Further, all of the numerous ways that creative entrepreneurs have found to bootstrap their business financially in the past will come back into vogue. Thus, business owners will have to rely on the value of their personal assets just as much as the value of their business assets in obtaining growth capital in 2010.

Number 2 – New regulations, designed to protect borrowers, also hurt banks if they increase their own portfolio risks. Under these regulations, the government can come in and take over the bank(s); something that no bank will put itself in just to underwrite a few subprime business loans.

Banks and many other lenders are stating that they want to lend to businesses but are just not seeing credit-worthy borrowers; which is in part understandable given our high unemployment, lower income levels and declining personal credit scores.

Banks and other financial institutions rely on both credit scores (the willingness of borrowers to repay obligations) and cash flow or income (the ability to repay these debt obligations) to make their loan decisions. Fall short on either of these and the risk to the lender increases significantly. Increased risk – means potential for a government take-over.

Number 3 – Banks are now dusting off their lending policies and sticking to them word for word. This means not only higher credit standards but specific use of funds requirements, overabundant collateral values, blanket UCC filings, and the dreaded personal guarantees will all now be required; regardless of how strong you think your business is on its own.

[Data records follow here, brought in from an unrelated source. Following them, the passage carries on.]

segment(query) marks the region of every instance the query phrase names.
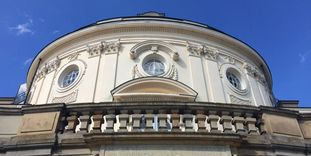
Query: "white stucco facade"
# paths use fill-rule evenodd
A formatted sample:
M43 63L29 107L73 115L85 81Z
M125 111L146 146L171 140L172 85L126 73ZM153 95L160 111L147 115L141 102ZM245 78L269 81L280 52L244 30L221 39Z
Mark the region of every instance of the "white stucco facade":
M144 65L152 59L162 67L150 77ZM77 76L62 86L71 71ZM230 83L228 73L239 84ZM251 47L208 26L165 17L105 20L65 35L36 56L27 85L34 105L273 101L269 68Z

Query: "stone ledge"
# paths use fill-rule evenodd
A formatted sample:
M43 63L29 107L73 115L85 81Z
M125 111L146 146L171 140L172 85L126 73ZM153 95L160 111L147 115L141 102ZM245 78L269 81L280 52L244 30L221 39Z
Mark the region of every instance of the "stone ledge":
M24 114L29 113L42 113L42 112L57 112L63 111L65 109L65 104L44 104L44 105L25 105L22 107L22 112Z
M90 145L103 144L213 144L239 146L244 136L204 132L119 132L88 133L83 135Z
M56 134L36 134L11 137L10 140L3 144L6 151L20 149L36 149L54 146Z

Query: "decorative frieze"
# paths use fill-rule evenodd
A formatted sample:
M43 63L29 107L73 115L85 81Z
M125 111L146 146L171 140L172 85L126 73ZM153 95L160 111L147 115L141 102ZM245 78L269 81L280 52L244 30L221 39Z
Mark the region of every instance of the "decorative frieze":
M43 67L41 67L35 76L35 80L40 80L45 77L46 74L56 70L60 65L60 59L56 57L55 59L45 63Z
M255 67L249 63L244 63L243 67L246 70L248 75L256 78L259 82L266 84L265 76L258 70L257 67Z
M89 53L89 58L99 56L103 51L103 44L99 43L93 46L87 46L87 52Z
M190 55L193 56L203 56L206 59L216 60L218 57L218 50L206 45L195 46L187 43L187 50L190 52Z
M232 56L225 55L225 56L224 56L224 59L225 59L225 61L226 61L227 63L230 63L230 64L235 64L235 62L236 62L236 59L233 58Z
M99 56L101 53L107 54L114 54L118 53L120 49L120 41L114 42L101 42L96 45L87 46L87 52L89 53L90 57Z
M133 67L133 70L132 70L132 78L139 78L139 77L146 77L148 75L140 72L140 70L138 69L138 66L137 64ZM166 78L170 78L170 79L173 79L173 80L177 80L178 79L178 71L177 71L177 68L172 65L171 68L169 69L169 71L163 75L163 77L166 77Z
M102 42L102 44L103 44L103 52L106 55L118 53L121 47L119 40L114 42Z

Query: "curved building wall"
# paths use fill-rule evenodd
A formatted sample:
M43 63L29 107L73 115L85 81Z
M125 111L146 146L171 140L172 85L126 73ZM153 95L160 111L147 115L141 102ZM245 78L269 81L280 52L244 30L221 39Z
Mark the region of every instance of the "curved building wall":
M253 49L212 29L156 19L102 21L52 42L29 70L27 83L32 86L28 102L124 100L114 97L116 87L155 76L192 88L197 95L189 100L197 102L272 105L269 69ZM156 100L161 100L161 95L171 94L152 90L150 84L137 85L137 95L157 93ZM170 91L182 88L171 82L157 84L176 86ZM133 95L127 90L122 93L124 97ZM178 100L175 95L182 96L181 92L166 100Z

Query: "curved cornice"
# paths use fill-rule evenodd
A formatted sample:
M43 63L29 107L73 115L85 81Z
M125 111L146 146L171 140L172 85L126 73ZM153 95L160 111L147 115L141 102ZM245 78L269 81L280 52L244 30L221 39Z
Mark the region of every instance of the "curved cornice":
M115 101L189 101L198 93L182 82L164 77L141 77L124 82L111 91Z
M152 22L152 23L151 23ZM222 31L219 31L213 27L210 27L205 24L201 24L198 22L192 22L189 20L182 20L177 18L168 18L168 17L154 17L154 16L131 16L131 17L121 17L121 18L111 18L107 20L98 21L96 23L90 24L88 26L82 27L77 29L73 32L67 33L56 40L49 43L45 46L35 57L33 60L27 75L27 83L30 83L30 80L34 76L34 69L38 64L38 60L40 58L44 58L44 56L51 50L55 49L56 47L69 42L71 40L77 39L81 36L96 33L99 31L109 31L110 33L115 32L117 29L124 29L124 28L135 28L137 26L140 27L148 27L154 28L156 30L156 26L162 26L164 29L175 29L175 30L185 30L188 33L197 33L197 35L206 35L206 36L213 36L216 38L221 38L223 41L227 43L231 43L232 45L238 46L239 48L243 49L244 51L249 51L250 55L253 55L257 58L258 61L260 60L261 63L258 66L262 66L264 73L267 77L267 82L269 87L272 88L272 75L270 69L262 58L262 56L251 46L244 43L243 41L230 36Z

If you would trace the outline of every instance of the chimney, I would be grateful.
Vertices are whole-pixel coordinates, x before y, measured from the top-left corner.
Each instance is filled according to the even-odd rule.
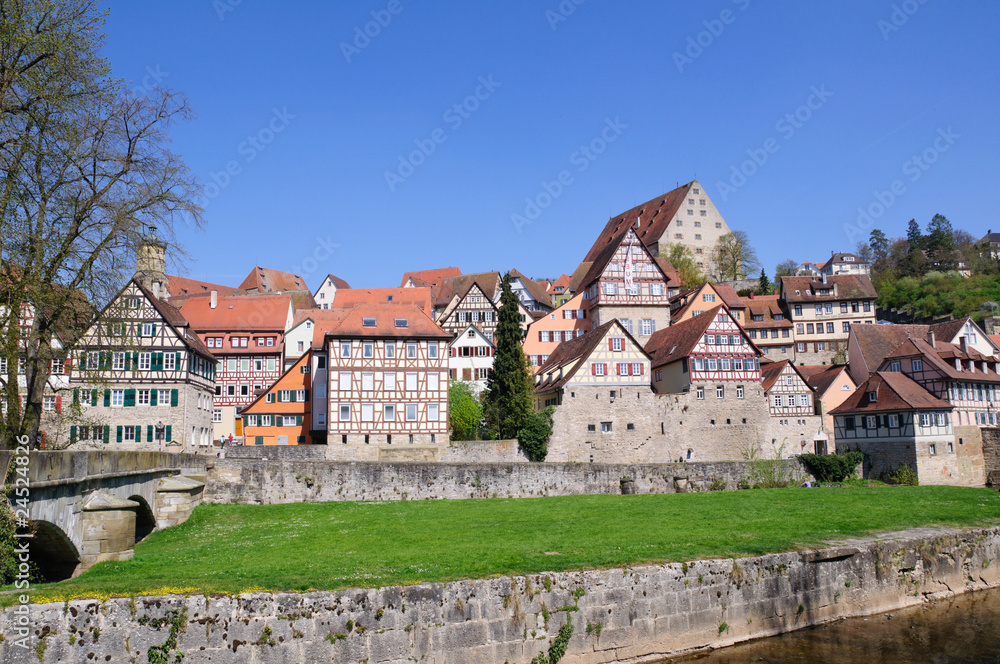
[[[215,290],[212,291],[212,299],[209,301],[208,306],[211,307],[212,309],[215,309],[217,306],[219,306],[219,291]]]
[[[826,272],[823,273],[823,283],[826,283]]]
[[[934,344],[934,330],[928,330],[927,335],[930,337],[930,341],[928,343],[930,343],[931,348],[935,348],[936,346]]]
[[[155,297],[157,300],[160,299],[160,287],[161,284],[159,281],[153,282],[153,297]]]
[[[963,353],[969,352],[969,340],[964,334],[958,338],[958,345],[961,347]]]

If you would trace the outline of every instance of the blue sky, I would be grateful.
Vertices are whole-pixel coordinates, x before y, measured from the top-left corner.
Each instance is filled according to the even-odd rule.
[[[610,216],[694,178],[772,275],[911,218],[1000,229],[1000,3],[108,7],[115,74],[198,114],[173,131],[210,196],[180,232],[193,278],[554,278]]]

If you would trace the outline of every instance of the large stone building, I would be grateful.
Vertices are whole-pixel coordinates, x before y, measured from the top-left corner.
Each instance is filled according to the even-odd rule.
[[[875,287],[867,275],[782,277],[781,302],[795,325],[799,364],[847,356],[851,326],[875,322]]]
[[[715,245],[730,232],[704,187],[692,180],[608,220],[584,262],[596,260],[611,240],[628,227],[636,229],[653,256],[666,255],[672,244],[689,248],[698,269],[712,276],[717,276],[712,258]]]
[[[211,444],[216,358],[184,316],[132,279],[75,346],[81,447],[199,451]]]
[[[256,399],[242,409],[247,445],[304,445],[311,438],[312,350],[306,351]]]
[[[471,383],[476,392],[486,389],[493,371],[496,346],[479,328],[470,325],[448,344],[448,373],[451,380]]]
[[[858,389],[844,364],[808,364],[797,366],[799,373],[809,383],[816,398],[816,412],[823,421],[823,433],[833,440],[833,415],[830,411],[844,403]]]
[[[765,362],[760,376],[771,414],[771,445],[783,450],[782,456],[826,454],[829,436],[816,414],[816,394],[798,367],[789,360]]]
[[[764,356],[775,362],[795,360],[794,326],[776,295],[761,295],[742,300],[747,307],[741,325]]]
[[[584,304],[583,293],[577,293],[555,311],[528,324],[523,347],[532,371],[545,364],[559,344],[590,331],[590,311]]]

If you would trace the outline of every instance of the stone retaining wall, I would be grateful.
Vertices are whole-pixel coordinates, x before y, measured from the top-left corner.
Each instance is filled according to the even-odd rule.
[[[986,486],[1000,488],[1000,429],[983,429],[983,460],[986,464]]]
[[[795,483],[795,459],[779,462]],[[275,504],[326,500],[530,498],[598,493],[678,493],[753,483],[743,462],[672,464],[364,463],[216,459],[205,501]]]
[[[74,600],[0,614],[0,661],[651,662],[1000,586],[1000,528],[926,529],[738,560],[382,589]],[[171,641],[173,644],[171,645]],[[41,643],[42,645],[39,645]],[[24,647],[22,648],[21,645]]]

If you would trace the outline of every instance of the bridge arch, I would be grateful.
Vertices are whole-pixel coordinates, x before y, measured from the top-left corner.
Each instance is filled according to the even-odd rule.
[[[135,541],[139,543],[156,530],[156,515],[142,496],[136,494],[128,499],[139,503],[135,511]]]
[[[35,535],[28,544],[31,562],[46,582],[73,576],[80,565],[80,552],[62,528],[50,521],[32,521]]]

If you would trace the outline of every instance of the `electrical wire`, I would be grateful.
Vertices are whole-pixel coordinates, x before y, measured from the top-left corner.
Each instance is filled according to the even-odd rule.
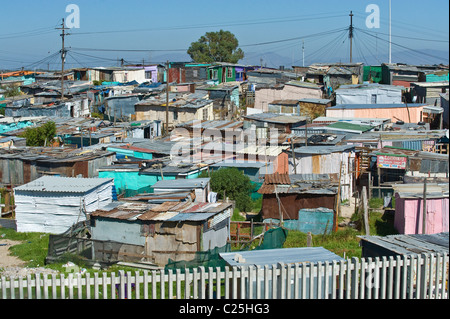
[[[356,28],[356,30],[359,30],[360,32],[362,32],[364,34],[367,34],[367,35],[369,35],[371,37],[375,37],[374,35],[370,34],[366,30],[359,29],[359,28]],[[392,41],[389,41],[389,40],[385,40],[383,38],[378,38],[378,39],[380,39],[381,41],[387,42],[387,43],[391,43],[392,45],[395,45],[395,46],[400,47],[402,49],[406,49],[408,51],[415,52],[417,54],[423,55],[423,56],[428,56],[428,57],[432,57],[432,58],[435,58],[435,59],[442,59],[442,57],[438,57],[438,56],[435,56],[435,55],[432,55],[432,54],[429,54],[429,53],[421,52],[419,50],[411,49],[411,48],[409,48],[407,46],[404,46],[404,45],[401,45],[401,44],[398,44],[398,43],[395,43],[395,42],[392,42]]]
[[[331,13],[330,13],[331,14]],[[286,23],[294,21],[309,21],[309,20],[323,20],[332,18],[342,18],[345,16],[342,14],[336,14],[333,12],[330,14],[316,14],[316,15],[304,15],[296,17],[284,17],[284,18],[272,18],[272,19],[257,19],[247,20],[245,22],[225,22],[219,24],[196,24],[196,25],[184,25],[173,27],[159,27],[159,28],[143,28],[143,29],[130,29],[130,30],[105,30],[105,31],[90,31],[90,32],[73,32],[72,35],[91,35],[91,34],[108,34],[108,33],[129,33],[129,32],[146,32],[146,31],[172,31],[172,30],[188,30],[188,29],[201,29],[201,28],[219,28],[219,27],[233,27],[233,26],[246,26],[246,25],[258,25],[258,24],[272,24],[272,23]]]

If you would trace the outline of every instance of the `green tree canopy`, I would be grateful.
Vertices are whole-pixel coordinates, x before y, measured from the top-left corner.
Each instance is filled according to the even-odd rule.
[[[208,177],[208,173],[203,172],[201,177]],[[211,190],[217,193],[219,199],[225,197],[236,202],[236,207],[240,211],[248,212],[253,208],[250,193],[254,186],[250,178],[237,168],[221,168],[210,173]]]
[[[52,142],[56,134],[56,124],[47,122],[38,127],[27,127],[22,137],[27,140],[27,146],[45,146]]]
[[[187,53],[194,62],[237,63],[244,58],[238,49],[239,42],[230,31],[206,32],[197,42],[192,42]]]

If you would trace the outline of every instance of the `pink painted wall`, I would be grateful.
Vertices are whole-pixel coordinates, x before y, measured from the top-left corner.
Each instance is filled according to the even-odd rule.
[[[449,231],[449,199],[427,199],[426,233]],[[423,200],[395,196],[394,227],[400,234],[422,234]]]
[[[326,116],[329,117],[358,117],[358,118],[384,118],[391,119],[392,123],[398,119],[405,123],[417,123],[422,120],[421,112],[425,106],[398,108],[367,108],[367,109],[327,109]],[[410,121],[411,118],[411,121]]]

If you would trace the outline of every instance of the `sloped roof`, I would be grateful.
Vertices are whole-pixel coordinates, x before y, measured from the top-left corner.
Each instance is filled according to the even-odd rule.
[[[32,192],[86,193],[110,182],[113,182],[112,178],[42,176],[28,184],[16,187],[14,190]]]

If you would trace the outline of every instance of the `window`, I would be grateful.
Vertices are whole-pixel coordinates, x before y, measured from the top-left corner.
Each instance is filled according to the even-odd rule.
[[[203,120],[206,121],[208,120],[208,108],[204,108],[203,109]]]
[[[152,79],[152,71],[145,71],[145,79],[146,80]]]
[[[233,68],[227,68],[227,78],[233,77]]]
[[[209,76],[211,80],[217,80],[217,70],[210,70],[209,71]]]
[[[174,121],[178,120],[178,111],[173,111],[173,120]]]
[[[372,104],[377,104],[377,95],[372,94]]]

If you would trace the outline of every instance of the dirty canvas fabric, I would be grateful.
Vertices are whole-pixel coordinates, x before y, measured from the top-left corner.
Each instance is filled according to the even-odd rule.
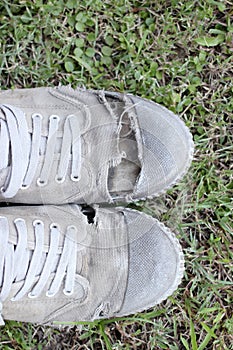
[[[124,316],[171,295],[184,271],[174,233],[104,203],[164,193],[192,155],[188,128],[152,101],[62,86],[1,91],[0,201],[21,205],[0,213],[0,324]]]
[[[132,209],[77,205],[2,208],[0,323],[54,324],[126,315],[177,288],[175,235]]]
[[[191,162],[185,124],[129,94],[69,87],[0,92],[0,200],[134,201],[164,192]]]

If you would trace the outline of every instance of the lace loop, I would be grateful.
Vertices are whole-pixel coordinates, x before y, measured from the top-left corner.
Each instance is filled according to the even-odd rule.
[[[31,153],[28,163],[27,173],[25,175],[22,187],[24,189],[28,188],[35,176],[36,166],[39,160],[39,151],[40,151],[40,135],[41,135],[41,125],[42,125],[42,115],[33,114],[32,115],[32,142],[31,142]]]
[[[2,105],[1,110],[6,117],[7,126],[7,133],[3,137],[8,138],[7,144],[11,146],[9,183],[2,189],[4,197],[9,198],[15,195],[23,183],[28,164],[30,140],[23,112],[19,108],[8,105]],[[1,151],[4,152],[3,150],[5,147]],[[7,152],[9,154],[9,150]]]
[[[81,171],[81,138],[78,119],[75,115],[66,118],[64,124],[61,160],[57,171],[57,181],[63,182],[69,165],[69,155],[73,155],[71,180],[77,181]]]
[[[13,283],[21,282],[21,288],[11,298],[18,301],[27,295],[37,298],[51,279],[46,291],[48,297],[59,292],[64,281],[63,293],[70,296],[75,282],[82,285],[84,298],[89,292],[89,282],[76,273],[77,255],[80,250],[76,243],[77,228],[68,226],[64,237],[63,248],[60,251],[60,230],[55,223],[50,225],[49,250],[44,252],[45,227],[41,220],[33,222],[35,246],[29,251],[27,247],[27,226],[25,220],[17,218],[14,221],[17,242],[9,243],[9,224],[5,217],[0,217],[0,324],[4,324],[1,316],[2,303],[8,298]],[[26,262],[25,262],[26,260]],[[54,270],[55,267],[55,270]],[[38,268],[41,269],[38,272]]]
[[[42,115],[32,115],[32,132],[28,130],[23,111],[10,105],[0,105],[4,118],[0,118],[0,171],[9,168],[4,186],[1,189],[5,198],[16,195],[18,190],[28,188],[37,171],[42,145]],[[45,186],[51,174],[56,153],[60,118],[49,117],[48,136],[43,155],[43,164],[37,179],[38,186]],[[60,135],[59,135],[60,136]],[[71,161],[72,181],[80,180],[81,173],[81,131],[79,119],[69,115],[64,122],[61,153],[55,176],[57,183],[65,181]]]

For business owners seeking capital, this means that, as borrowers, it is no longer sufficient to just go to your bank and apply for a loan or credit hoping that the bank will tweak its policies to fit the business’s need. 2010 will require borrowers to better understand, not only the types of loans or capital that may be available to them, but to understand the rules in which to obtain this credit.

Once these new rules are understood, the business owner will be tasked to execute their business to fit these new rules — meaning that the business must tweak itself and not rely on the banks to change their own policies for the business’s benefit.

First, business borrowers must understand what is available given the strength or stage of their business. Most financial institutions will not fund start-up businesses. But, just because your business is considered a start-up business doesn’t mean that business credit is out of your grasp.
There are many other financing products for new businesses that do not follow traditional bank rules. The goal here is to use what is available to build the business to the point that it fits in with these new banking rules.

Second, regardless of which direction your business takes, if it plans on seeking financing in 2010, it will start with your credit – the business owner’s personal credit. Prior to our current financial crisis, most financial instructions set their minimum credit score at around 640 + FICO. Today, in 2010, the minimum rate is upwards of 720 + FICO. Bad or poor credit histories will result in automatic declines – no ifs, ands or buts. Additionally, especially given the myriad number of defaults and rising bankruptcies from last year, income will be priority in all loan decisions. If you or your business can’t show (at time of application) enough income to service the loan payments – it will result in an automatic decline.

The bottom line is the rules of business financing have changed. Even though your business, from your prospective, may fit a certain product or you may just simply want a certain product – if you don’t understand these new rules of financing, you will be left in the dark to ultimately fail as the banks and other lenders are just no longer willing to take the risk.